9. The method of claim 1 wherein the first detection process and the second hand detection are performed within a predetermined time interval associated frame rate of at least twenty frames per second.

10. An extended reality apparatus comprising: a housing, a housing comprising a front side and a rear side; a left camera comprising a first sensor and a first lens, the first lens being characterized by a first field of view, the left camera being configured on a left region of the front side, the left camera being configured to capture a first plurality of images, the first plurality of images including a first image having a first timestamp; a right camera comprising a second sensor and a second lens, the second lens being characterized by a second field of view, the right camera being configured on a right region of the front side, the second field of view sharing a common field of view with the first field of view, the right camera being configured to capture a second plurality of images, the second plurality of images including a second image having a second timestamp, a difference between the first timestamp and the second timestamp being within a predetermined interval; a display configured on the rear side of the housing; a memory coupled to the first sensor and the second sensor and being configured to store the first plurality of images and the second plurality of images; and a first processor coupled to the memory; and a second processor coupled to the first processor and the memory, the second processor including a neural processing unit; wherein: the first processor is configured to select alternatively between the first plurality of images and the second plurality of images; the second processor is configured to perform a first hand detection process using the first image; the second processor is further configured to perform a second hand detection using the second image based on an absence of a hand determined in the first hand detection process; and the second processor is further configured to perform a hand prediction process if the hand is detected in the first hand detection process.

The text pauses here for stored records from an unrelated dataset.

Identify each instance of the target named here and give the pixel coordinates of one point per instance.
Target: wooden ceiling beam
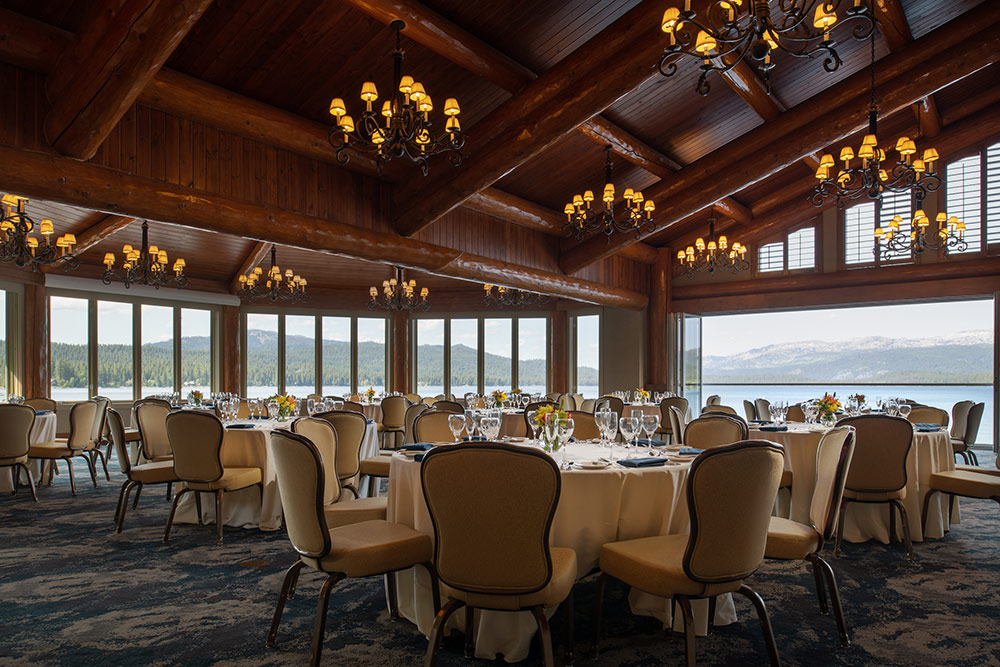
(89, 186)
(952, 52)
(108, 64)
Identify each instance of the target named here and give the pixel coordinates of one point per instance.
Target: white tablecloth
(595, 507)
(930, 453)
(247, 508)
(43, 430)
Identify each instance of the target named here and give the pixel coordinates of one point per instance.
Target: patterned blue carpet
(75, 593)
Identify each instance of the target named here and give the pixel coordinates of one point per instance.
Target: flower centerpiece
(828, 407)
(287, 406)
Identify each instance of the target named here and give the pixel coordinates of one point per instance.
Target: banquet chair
(196, 441)
(791, 540)
(584, 425)
(432, 426)
(356, 550)
(878, 470)
(351, 428)
(16, 422)
(928, 415)
(160, 472)
(393, 420)
(730, 493)
(78, 444)
(339, 512)
(479, 534)
(714, 430)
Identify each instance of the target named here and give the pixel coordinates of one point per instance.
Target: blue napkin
(417, 447)
(648, 462)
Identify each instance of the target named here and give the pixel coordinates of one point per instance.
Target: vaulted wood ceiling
(294, 55)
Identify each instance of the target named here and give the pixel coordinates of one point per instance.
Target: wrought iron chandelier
(407, 131)
(397, 294)
(726, 34)
(147, 265)
(582, 218)
(17, 244)
(273, 286)
(869, 173)
(509, 297)
(712, 256)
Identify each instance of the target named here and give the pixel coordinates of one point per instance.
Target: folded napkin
(647, 462)
(690, 451)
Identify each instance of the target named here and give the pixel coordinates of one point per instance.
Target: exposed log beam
(93, 187)
(613, 63)
(256, 255)
(98, 79)
(958, 49)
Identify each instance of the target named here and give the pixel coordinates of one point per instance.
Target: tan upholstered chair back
(584, 425)
(350, 427)
(492, 506)
(833, 459)
(714, 430)
(116, 427)
(196, 441)
(881, 446)
(46, 404)
(394, 412)
(15, 430)
(322, 434)
(731, 492)
(432, 426)
(81, 424)
(152, 420)
(928, 415)
(301, 483)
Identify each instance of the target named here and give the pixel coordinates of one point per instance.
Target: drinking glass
(456, 423)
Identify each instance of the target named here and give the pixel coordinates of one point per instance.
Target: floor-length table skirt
(930, 453)
(43, 430)
(253, 507)
(595, 507)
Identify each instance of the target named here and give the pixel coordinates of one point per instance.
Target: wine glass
(456, 423)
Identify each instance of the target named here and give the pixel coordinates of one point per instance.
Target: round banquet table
(595, 507)
(930, 453)
(43, 430)
(248, 508)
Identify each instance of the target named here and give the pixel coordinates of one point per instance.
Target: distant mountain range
(964, 358)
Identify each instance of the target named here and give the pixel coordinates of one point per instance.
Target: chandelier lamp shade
(20, 246)
(402, 127)
(634, 214)
(716, 255)
(501, 297)
(729, 32)
(273, 286)
(146, 265)
(398, 294)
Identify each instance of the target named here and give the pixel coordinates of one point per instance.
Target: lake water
(943, 397)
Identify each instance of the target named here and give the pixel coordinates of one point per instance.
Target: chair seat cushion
(563, 577)
(154, 473)
(346, 512)
(376, 466)
(875, 496)
(655, 565)
(966, 483)
(231, 480)
(790, 540)
(373, 547)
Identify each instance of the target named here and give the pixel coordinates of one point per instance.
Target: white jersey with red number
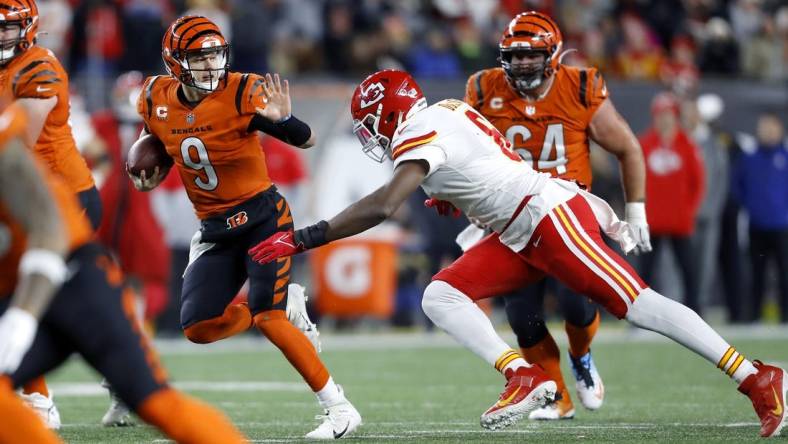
(472, 166)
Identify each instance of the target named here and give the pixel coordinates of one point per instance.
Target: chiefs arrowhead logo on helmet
(373, 93)
(379, 105)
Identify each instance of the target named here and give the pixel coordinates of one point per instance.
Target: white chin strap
(526, 85)
(210, 85)
(7, 54)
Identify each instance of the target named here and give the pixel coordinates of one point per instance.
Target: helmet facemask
(213, 66)
(525, 76)
(375, 145)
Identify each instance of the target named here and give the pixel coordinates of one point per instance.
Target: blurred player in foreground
(53, 308)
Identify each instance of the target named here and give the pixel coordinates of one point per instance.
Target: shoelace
(582, 369)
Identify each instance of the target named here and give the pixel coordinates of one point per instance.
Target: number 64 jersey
(219, 160)
(550, 133)
(472, 166)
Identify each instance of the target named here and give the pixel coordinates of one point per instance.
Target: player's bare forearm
(37, 112)
(24, 194)
(614, 135)
(380, 205)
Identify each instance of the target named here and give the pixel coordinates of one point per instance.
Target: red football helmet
(193, 37)
(21, 13)
(379, 105)
(530, 32)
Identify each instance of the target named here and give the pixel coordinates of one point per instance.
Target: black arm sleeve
(292, 130)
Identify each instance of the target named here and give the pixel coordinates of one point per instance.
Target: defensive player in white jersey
(542, 226)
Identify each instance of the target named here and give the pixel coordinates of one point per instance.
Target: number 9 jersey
(550, 133)
(219, 160)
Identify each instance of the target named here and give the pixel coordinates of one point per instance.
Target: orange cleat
(768, 390)
(527, 388)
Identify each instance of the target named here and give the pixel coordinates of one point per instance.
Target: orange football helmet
(530, 32)
(194, 36)
(22, 13)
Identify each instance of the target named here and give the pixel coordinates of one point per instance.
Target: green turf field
(424, 389)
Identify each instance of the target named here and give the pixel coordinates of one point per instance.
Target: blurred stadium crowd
(718, 197)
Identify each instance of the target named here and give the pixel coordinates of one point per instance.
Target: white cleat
(298, 316)
(118, 415)
(590, 388)
(44, 407)
(339, 421)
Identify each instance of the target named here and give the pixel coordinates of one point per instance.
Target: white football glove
(297, 315)
(17, 331)
(635, 215)
(144, 183)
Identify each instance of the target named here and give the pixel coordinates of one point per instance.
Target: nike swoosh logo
(342, 433)
(280, 241)
(777, 411)
(505, 402)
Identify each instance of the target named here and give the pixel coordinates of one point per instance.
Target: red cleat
(768, 390)
(527, 388)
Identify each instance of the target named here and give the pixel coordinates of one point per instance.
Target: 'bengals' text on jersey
(12, 236)
(551, 133)
(36, 73)
(220, 162)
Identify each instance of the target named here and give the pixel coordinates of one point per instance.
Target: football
(147, 153)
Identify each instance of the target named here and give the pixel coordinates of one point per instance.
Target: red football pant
(567, 245)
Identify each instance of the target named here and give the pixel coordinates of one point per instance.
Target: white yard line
(87, 389)
(422, 340)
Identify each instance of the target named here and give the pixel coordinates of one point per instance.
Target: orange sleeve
(12, 123)
(474, 95)
(145, 100)
(595, 88)
(39, 79)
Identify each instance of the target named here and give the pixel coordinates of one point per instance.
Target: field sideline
(415, 387)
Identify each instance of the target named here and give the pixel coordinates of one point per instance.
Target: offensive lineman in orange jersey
(36, 79)
(550, 112)
(43, 323)
(208, 118)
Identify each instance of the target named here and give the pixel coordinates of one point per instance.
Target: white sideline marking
(86, 389)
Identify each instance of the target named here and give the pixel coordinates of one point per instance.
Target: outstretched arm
(613, 134)
(361, 216)
(42, 268)
(380, 205)
(276, 118)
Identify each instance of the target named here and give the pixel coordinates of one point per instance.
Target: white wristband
(44, 262)
(635, 212)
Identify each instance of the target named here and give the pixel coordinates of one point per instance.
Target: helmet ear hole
(390, 117)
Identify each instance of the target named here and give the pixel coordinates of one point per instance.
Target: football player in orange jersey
(44, 304)
(550, 112)
(35, 77)
(208, 118)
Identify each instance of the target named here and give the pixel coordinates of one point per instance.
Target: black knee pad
(525, 313)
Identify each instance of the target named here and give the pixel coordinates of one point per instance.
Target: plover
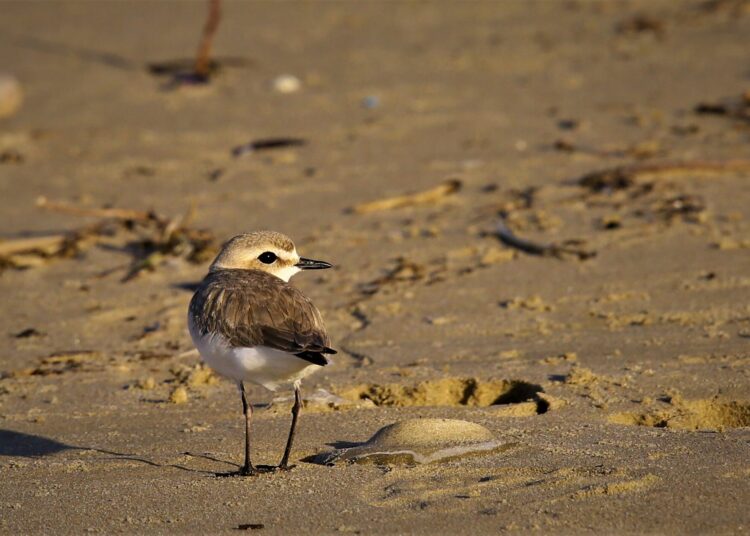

11. The apparatus of claim 10 wherein the second processor is configured to perform hand detection processes at a rate of at least 20 frames per second.

12. The apparatus of claim 10 wherein the second processor is further configured to detect an absence of the hand from the first plurality of images or the second plurality of images.

13. The apparatus of claim 10 wherein the first lens comprises a fisheye lens.

14. The apparatus of claim 10 wherein the first sensor comprises a monochrome sensor having less than one million pixels.

15. The apparatus of claim 10 wherein the left camera is characterized by a capture rate of at least 15 frames per second.

16. The apparatus of claim 10 wherein the predetermined interval is less then 30 ms.

17. A method for hand shape detection, the method comprising: capturing a first plurality of images by a left camera; capturing a second plurality of images by a right camera; storing the first plurality of images and the second plurality of images at a memory; selecting alternatively between the first plurality of images and the second plurality of images; performing a first hand detection process using a first selected image; performing a second hand detection process using the second selected image based on an absence of a hand detected in the first hand detection process; and tracking the hand in a bound box if the hand is detected in the first hand detection process or the second hand detection process.

18. The method of claim 17 further comprising performing a hand prediction process.

19. The method of claim 17 wherein the first pluralty of images and the second plurality of images are selected using a frame index number.

20. The method of claim 17 further comprising switching from a hand detection process to a hand prediction process if the hand is not detected in a third selected image.